For me this year was a year full of transitions and transformations. I moved up professionally, but discovered the paradox of loving work but disliking certain parts of the industry.  I also contemplated changing careers, but decided to stick to the “industry” for a bit longer. I found closure with a girl-friend of seven years only to find eight months later she’s engaged. I rediscovered my love of the outdoors, yet I’m still trying to learn to love LA. I was starved from work for a long stretch, but used the time to learn more about investing selling items on eBay. I furthered my jiu-jitsu training, but had two frustrating tournament defeats. 

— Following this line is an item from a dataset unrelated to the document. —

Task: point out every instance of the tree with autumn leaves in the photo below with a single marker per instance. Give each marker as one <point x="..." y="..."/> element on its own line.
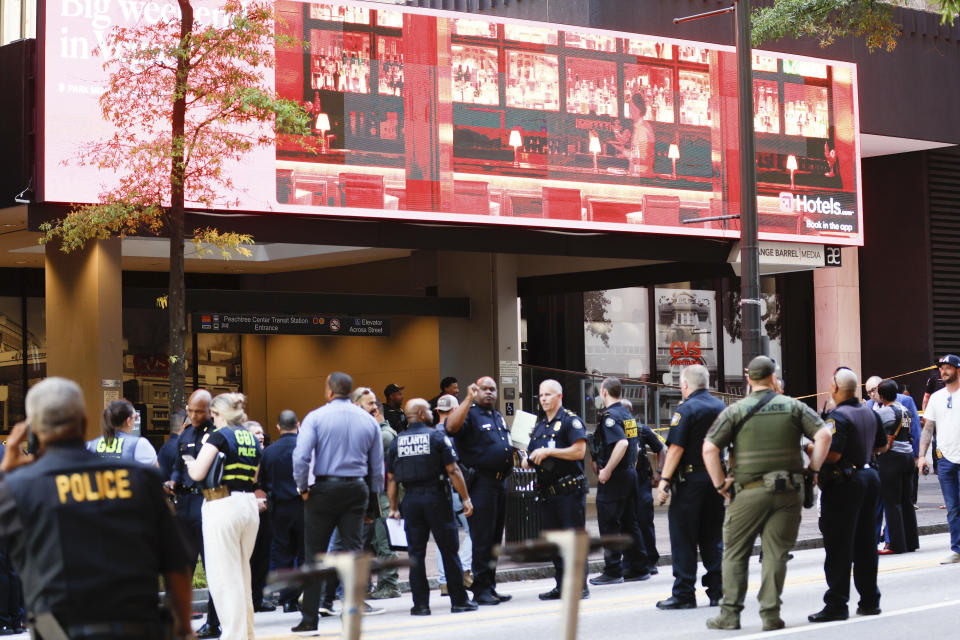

But despite some pitfalls and perils this year I’ve persevered.  As Oliver Goldsmith said, “Success consists of getting up just one more time than you fall.” I’ve looked into education as a career option, and I feel comfortable that it’ll still be there in a few years. I’m giving entertainment more time-with some good leads, some new ideas, and some fresh inspiration I’m excited to continue down that path for now. After a full year my heart is finally healed, and I think I’m ready to truly love someone again, I just have to find them (if they even exist in LA). I’ve rediscovered my love for skiing, climbing, and spending time outdoors. I’ve discovered some great outdoor sites around LA, and I plan to explore camping in Northern California more. I’m looking forward to trying to spend more time in the outdoors this year, and I think it’s going to be my key to staying sane in LA. Despite not working for a large part of the year thus far I’ve learned a good amount about investing, cutting my personal costs, and making money on the side. I plan to continue to save and spend wisely, and hopefully make up for this crazy freelance work lifestyle. I started to compete again in jiu-jitsu, and had two good tournaments. Both ended in poor fashion- I lost by tapping when I was ahead on points. But those loses taught me that I have much more to learn. As a result I’ve slowed my jiu-jitsu game, and I’m learning to let the techniques work for themselves (as I typed that sentence I realize it’s a wonderful metaphor for life in general). 

I may not have a degree in my future, nor a raise, an engagement, or a new town to move to in the near future, but I’m trying not to worry too much. Like my jiu-jitsu game, I’m trying to slow down things and enjoy the day-to-day. I think that’s the secret to life. Life is not a race, nor a competition. You’ve got to be happy, and enjoy life’s little pleasures. With everything awful that is happening in the world today I become more and more thankful to the blessed existence I have. I have good friends, good family, and my health. I should be thankful for the wonderful life I have so far. And for the time being I’m content to drive slowly for now. My sandals kicked off, windows down, good music on the radio, and just driving. I have a destination in sight, but I’m in no rush to get there.